Gentlemen, here are a few more pxs, hopefully more clear, of the 3 plants in question. They went through a tank disaster a week or so back, so they are not fully recovered, but you can see more detail of some healthy leaves.

JDowns and Skewlboy, I know I got some of these from Skewlboy, but I also have gotten plants from others. The strange thing is that when I get the plants I make a sheet of the plant names and get pxs from the net of those plants. I have this one recorded as Hygro bold and have no tiger. Where did I get the name from? I don't know, so that is why I turned to the experts.


----------



## JDowns

Tex Gal said:


> Gentlemen here are a few more pxs, hopefully more clear of the 3 plants in question. They went through a tank disaster a week or so back so they are not fully recovered, but you can see more detail of some healthy leaves.
> 
> JDowns and Skewlboy, I know I got some of these from Skewlboy, but I also have gotten plants from others. The strange thing is that when I get the plants I make a sheet of the plant names and get pxs from the net of those plants. I have this one recorded as Hygro bold and have no tiger. Where did I get the name from? I don't know, so that is why I turned to the experts.
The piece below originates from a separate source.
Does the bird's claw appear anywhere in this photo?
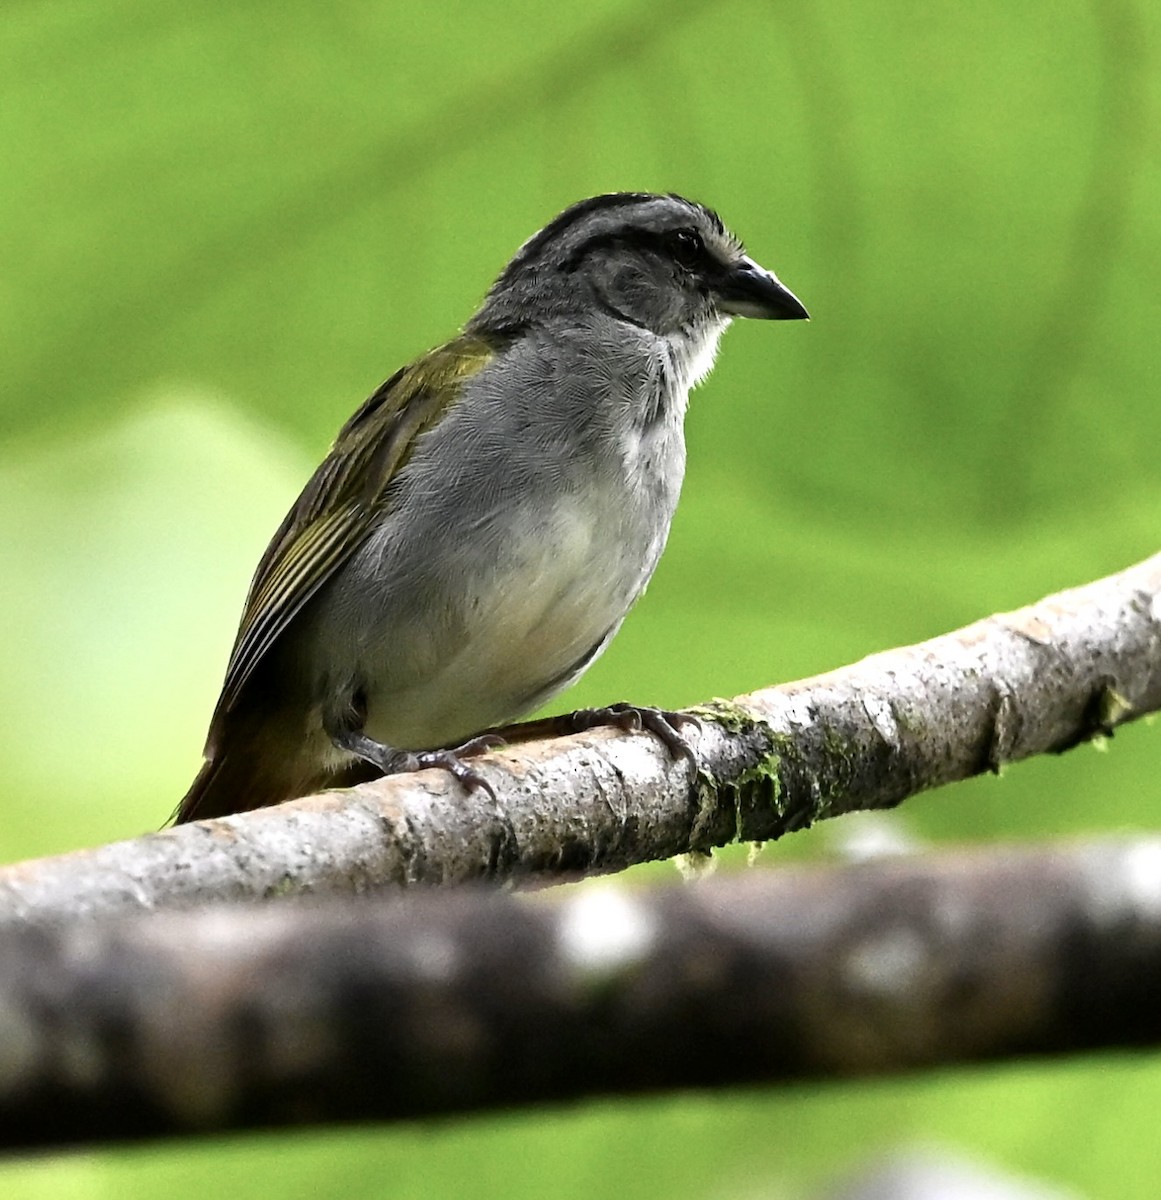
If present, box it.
[568,703,701,770]
[401,747,498,800]
[388,732,504,799]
That is how that plant transforms after sitting at a local LFS from the plant I pictured. It eventually ends up with a oval shape with pointed tips. It loses all veining and the top leaves turn a pinkish/peach while the bottom leaves go brown. The edges of the leaves will go smooth loosing the serrated appearance.

My point is in different conditions the plant takes on a completely different leaf structure.

I have to respectfully question the identification since I cannot find any nursery such as Tropica or any other source that has identified that species with those given names. Who named and identified these species? Another reason I also ask is how long has Hygrophila sp. 'Porto Velho' been used erroniously when it is actually a Staurogyne species, recently and properly identified by Tropica.

Cavan Allen: I mean no disrespect but for now I'll have to refer to this plant as Hygrophila sp. Since I cannot find any other source outside of a hobbyist based site that has identified and named this plant. If a source can be provided or when it is provided, then we can go from there.


----------



## Cavan Allen

JDowns said:


> Another reason I also ask is how long has Hygrophila sp. 'Porto Velho' been used erroniously when it is actually a Staurogyne species, recently and properly identified by Tropica.
> 
> Cavan Allen: I mean no disrespect but for now I'll have to refer to this plant as Hygrophila sp. Since I cannot find any other source outside of a hobbyist based site that has identified and named this plant. If a source can be provided or when it is provided, then we can go from there.


The 'porto velho' is a very different plant from the _Staurogyne_, which up until now has been called 'low grow Hygro'. The latter is more upright, has leaves that are pretty much rounded and not bullate, and is pure green. It is used as more of a mid-ground plant.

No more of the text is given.